El vehículo se detuvo en High Holborn debido al intenso tráfico formado por coches de caballos, narrias y todo tipo de carros.

Deseaba fervientemente que Rathbone comprendiera que se trataba de una visita de trabajo. Le resultaría insoportable que creyera que lo perseguía, que intentaba entablar una relación, que imaginara algo que ambos sabían que él no deseaba. Se sonrojó al pensar en la posible humillación. Debía comportarse de manera impersonal y tratar de no ejercer siquiera la más mínima influencia indebida, y mucho menos parecer que estaba coqueteando. En realidad eso no le resultaría difícil, pues no sabría coquetear aunque le fuera la vida en ello. Su cuñada se lo había dicho en cientos de ocasiones.
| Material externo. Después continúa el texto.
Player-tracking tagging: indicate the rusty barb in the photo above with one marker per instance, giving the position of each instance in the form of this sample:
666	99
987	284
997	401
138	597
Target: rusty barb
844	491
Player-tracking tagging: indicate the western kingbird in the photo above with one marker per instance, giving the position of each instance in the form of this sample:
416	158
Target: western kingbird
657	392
Ojalá pudiera ser como Imogen y solicitar ayuda con una encantadora indefensión, sencillamente con su actitud, de forma que los hombres desearan ayudarla. Ser eficiente era un mérito, pero a veces se convertía en una desventaja. No era una cualidad que le otorgara atractivo, ni ante los hombres ni ante las mujeres; a los primeros les parecía indecoroso, y las segundas lo encontraban un tanto insultante.
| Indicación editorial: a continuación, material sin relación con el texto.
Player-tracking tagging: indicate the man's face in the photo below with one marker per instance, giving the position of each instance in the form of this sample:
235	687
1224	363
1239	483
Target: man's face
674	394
Sus pensamientos quedaron interrumpidos cuando el coche de caballos llegó al bufete de Oliver Rathbone y se vio obligada a descender del vehículo y pagar al cochero. Como sólo faltaban cinco minutos para la hora convenida, subió por las escaleras y se presentó ante el secretario.

Poco después se abrió la puerta interior y apareció Rathbone. Estaba exactamente como lo recordaba, y ella misma se sorprendió de la intensidad del recuerdo.

De estatura un tanto superior a la media, tenía el cabello rubio, un poco canoso en las sienes, y los ojos oscuros, que se percataban de todo cuanto ocurría alrededor pero pasaban sin previo aviso a transmitir enfado o compasión.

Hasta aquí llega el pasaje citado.